We can represent "dice" as polynomials, with $x^n$ representing a face with $n$ dots.

The standard die is represented as

$x^6+x^5+x^4+x^3+x^2+x$

A coin with a side with one dot and a side with two dots is represented as

$x^2+x$

A die with 3 sides of 5 dots, 2 sides of 4 dots and a side of 2 dots is represented as

$3x^5+2x^4+x^2$

When we multiply two dice, we get a representation of all possible sums of the two dice.

$(x^6+x^5+x^4+x^3+x^2+x)^2 \\=x^{12}+2x^{11}+3x^{10}+4x^9+5x^8+6x^7+5x^6+4x^5+3x^4+2x^3+x^2$

So we need to find two other polynomials that multiply to this representation. As additional constraints, these must have all exponents $\ge 1$ and the sum of the constants must equal 6 for each polynomial (or else it would not represent a die). Notice that this "sum of constants" property is multiplicative.

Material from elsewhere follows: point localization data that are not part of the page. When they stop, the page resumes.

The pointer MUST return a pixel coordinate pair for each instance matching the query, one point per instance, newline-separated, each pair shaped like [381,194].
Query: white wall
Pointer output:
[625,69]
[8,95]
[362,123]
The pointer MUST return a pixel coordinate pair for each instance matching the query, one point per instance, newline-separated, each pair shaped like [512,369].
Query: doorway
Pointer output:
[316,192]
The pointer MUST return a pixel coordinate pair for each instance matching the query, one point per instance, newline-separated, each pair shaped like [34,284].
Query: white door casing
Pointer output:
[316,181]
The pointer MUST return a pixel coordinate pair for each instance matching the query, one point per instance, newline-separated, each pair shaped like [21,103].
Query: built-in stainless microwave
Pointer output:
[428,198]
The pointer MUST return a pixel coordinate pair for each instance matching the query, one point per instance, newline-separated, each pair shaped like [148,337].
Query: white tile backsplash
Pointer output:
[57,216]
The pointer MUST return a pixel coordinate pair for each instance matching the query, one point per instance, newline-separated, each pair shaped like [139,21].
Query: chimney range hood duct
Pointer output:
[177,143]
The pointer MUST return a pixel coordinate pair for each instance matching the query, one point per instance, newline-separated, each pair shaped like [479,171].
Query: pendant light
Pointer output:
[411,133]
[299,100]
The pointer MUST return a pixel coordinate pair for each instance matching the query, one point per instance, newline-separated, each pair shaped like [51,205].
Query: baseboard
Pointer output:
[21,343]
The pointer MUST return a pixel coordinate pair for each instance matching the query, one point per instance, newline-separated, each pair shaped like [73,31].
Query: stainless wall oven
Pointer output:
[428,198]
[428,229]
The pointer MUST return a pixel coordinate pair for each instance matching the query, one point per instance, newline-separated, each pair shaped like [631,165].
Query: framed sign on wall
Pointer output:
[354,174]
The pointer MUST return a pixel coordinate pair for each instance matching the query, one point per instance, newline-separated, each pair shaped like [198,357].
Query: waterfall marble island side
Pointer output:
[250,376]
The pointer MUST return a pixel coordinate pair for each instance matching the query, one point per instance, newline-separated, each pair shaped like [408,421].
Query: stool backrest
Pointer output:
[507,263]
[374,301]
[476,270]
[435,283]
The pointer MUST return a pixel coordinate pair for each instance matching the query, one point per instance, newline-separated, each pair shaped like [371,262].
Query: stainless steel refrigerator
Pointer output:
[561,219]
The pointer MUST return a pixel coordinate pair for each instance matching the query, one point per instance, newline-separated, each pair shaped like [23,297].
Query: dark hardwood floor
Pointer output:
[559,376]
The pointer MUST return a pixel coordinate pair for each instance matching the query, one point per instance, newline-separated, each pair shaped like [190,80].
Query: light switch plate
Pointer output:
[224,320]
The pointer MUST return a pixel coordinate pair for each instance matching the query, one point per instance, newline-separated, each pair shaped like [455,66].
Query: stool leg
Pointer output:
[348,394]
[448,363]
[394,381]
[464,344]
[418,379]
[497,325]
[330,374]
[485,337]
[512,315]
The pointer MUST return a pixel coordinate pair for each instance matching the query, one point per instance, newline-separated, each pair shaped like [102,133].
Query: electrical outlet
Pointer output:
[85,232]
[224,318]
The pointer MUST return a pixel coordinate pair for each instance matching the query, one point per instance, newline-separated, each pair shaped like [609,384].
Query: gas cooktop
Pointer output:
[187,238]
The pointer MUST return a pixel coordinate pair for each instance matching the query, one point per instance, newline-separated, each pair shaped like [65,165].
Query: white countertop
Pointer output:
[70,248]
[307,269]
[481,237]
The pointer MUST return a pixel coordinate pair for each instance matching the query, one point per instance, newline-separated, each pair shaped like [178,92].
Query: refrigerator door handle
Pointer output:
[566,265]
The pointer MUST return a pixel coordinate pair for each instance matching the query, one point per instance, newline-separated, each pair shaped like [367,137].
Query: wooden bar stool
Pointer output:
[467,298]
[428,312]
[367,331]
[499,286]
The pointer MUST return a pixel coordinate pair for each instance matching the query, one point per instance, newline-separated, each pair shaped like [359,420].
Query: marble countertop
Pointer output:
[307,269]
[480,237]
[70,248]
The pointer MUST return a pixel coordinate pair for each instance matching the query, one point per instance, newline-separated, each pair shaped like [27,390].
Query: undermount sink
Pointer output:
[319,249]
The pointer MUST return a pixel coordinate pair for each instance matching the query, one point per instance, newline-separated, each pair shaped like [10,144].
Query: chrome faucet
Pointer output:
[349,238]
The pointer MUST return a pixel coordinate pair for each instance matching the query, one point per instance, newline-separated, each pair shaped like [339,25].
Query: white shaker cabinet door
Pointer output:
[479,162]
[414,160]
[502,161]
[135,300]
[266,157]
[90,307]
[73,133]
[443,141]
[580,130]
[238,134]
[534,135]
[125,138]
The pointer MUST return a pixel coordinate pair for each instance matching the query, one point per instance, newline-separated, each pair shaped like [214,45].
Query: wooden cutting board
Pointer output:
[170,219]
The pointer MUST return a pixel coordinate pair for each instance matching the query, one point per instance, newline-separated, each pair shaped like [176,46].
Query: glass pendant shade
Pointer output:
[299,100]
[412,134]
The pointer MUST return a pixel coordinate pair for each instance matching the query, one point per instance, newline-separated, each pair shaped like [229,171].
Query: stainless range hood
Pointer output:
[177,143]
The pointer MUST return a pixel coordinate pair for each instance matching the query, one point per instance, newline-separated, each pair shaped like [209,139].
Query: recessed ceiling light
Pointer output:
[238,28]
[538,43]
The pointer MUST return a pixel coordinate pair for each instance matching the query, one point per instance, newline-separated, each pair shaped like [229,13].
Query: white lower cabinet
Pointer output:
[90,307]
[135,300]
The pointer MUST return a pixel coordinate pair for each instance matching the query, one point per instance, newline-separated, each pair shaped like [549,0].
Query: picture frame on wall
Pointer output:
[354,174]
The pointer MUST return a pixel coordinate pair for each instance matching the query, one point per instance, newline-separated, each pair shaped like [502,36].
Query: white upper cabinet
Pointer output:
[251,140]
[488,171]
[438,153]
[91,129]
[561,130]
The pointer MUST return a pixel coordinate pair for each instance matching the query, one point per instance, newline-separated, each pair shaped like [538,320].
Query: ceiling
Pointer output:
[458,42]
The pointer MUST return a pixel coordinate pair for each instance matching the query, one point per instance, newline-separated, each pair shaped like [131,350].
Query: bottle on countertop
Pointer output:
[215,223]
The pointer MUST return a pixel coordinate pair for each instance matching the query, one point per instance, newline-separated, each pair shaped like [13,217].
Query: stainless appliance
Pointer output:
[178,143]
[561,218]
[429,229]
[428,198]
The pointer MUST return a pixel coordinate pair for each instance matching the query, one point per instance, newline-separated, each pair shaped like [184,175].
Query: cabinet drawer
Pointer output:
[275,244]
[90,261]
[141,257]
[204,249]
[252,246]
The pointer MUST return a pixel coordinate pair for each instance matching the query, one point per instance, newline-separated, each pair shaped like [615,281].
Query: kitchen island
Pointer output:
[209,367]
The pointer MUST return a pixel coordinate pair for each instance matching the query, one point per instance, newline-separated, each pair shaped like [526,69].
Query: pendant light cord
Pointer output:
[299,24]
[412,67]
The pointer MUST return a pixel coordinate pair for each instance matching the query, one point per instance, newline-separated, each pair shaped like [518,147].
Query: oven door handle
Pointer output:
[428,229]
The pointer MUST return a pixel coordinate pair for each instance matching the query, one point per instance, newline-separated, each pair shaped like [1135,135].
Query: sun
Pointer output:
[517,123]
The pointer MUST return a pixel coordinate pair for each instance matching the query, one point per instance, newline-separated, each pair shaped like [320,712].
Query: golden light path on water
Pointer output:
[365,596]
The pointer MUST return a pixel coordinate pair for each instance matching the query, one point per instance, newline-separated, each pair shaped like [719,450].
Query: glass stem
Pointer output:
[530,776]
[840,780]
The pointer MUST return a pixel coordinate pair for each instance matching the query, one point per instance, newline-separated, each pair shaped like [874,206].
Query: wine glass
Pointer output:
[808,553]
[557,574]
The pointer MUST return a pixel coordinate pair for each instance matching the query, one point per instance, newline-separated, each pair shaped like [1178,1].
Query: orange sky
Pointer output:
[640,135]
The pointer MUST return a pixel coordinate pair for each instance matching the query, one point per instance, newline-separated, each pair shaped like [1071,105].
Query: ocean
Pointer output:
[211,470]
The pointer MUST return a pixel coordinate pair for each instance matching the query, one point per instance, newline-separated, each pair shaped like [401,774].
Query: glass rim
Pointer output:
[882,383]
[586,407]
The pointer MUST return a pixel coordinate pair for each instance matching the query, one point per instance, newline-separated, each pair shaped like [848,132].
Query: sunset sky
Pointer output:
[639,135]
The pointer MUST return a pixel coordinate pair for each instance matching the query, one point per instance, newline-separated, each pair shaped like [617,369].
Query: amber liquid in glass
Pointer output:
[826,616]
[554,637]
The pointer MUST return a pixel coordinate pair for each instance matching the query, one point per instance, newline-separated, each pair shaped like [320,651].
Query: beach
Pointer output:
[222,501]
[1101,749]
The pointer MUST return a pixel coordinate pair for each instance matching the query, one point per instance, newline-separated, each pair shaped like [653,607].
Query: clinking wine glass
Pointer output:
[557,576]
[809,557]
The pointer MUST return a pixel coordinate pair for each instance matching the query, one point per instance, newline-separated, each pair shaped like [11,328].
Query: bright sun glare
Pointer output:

$(x^6+x^5+x^4+x^3+x^2+x)^2 =x^2(x+1)^2(x^2+x+1)^2(x^2-x+1)^2$

Now we need to decide how to divvy up these factors to make A and B, the two new dice.

Let $S()$ denote the sum of constants.

$S(x)=1 \\S(x+1)=2 \\S(x^2+x+1)=3 \\S(x^2-x+1)=1$

Since each polynomial needs to make a 6, we are forced to give one copy of $(x+1)$ and one copy of $(x^2+x+1)$ to both A and B.

Since all faces must have at least one dot, we need to give one copy of $(x)$ to both A and B.

Nevertheless, we can change things up by giving both copies of $(x^2-x+1)$ to A.

Thus we have

$A=x(x+1)(x^2+x+1)(x^2-x+1)^2 \\=x^8+x^6+x^5+x^4+x^3+x$

$B=x(x+1)(x^2+x+1) \\=x^4+x^3+x^3+x^2+x^2+x$

So die A has faces 1,3,4,5,6,8 and die B has faces 1,2,2,3,3,4.

Plugging these into the given expression, we get 599.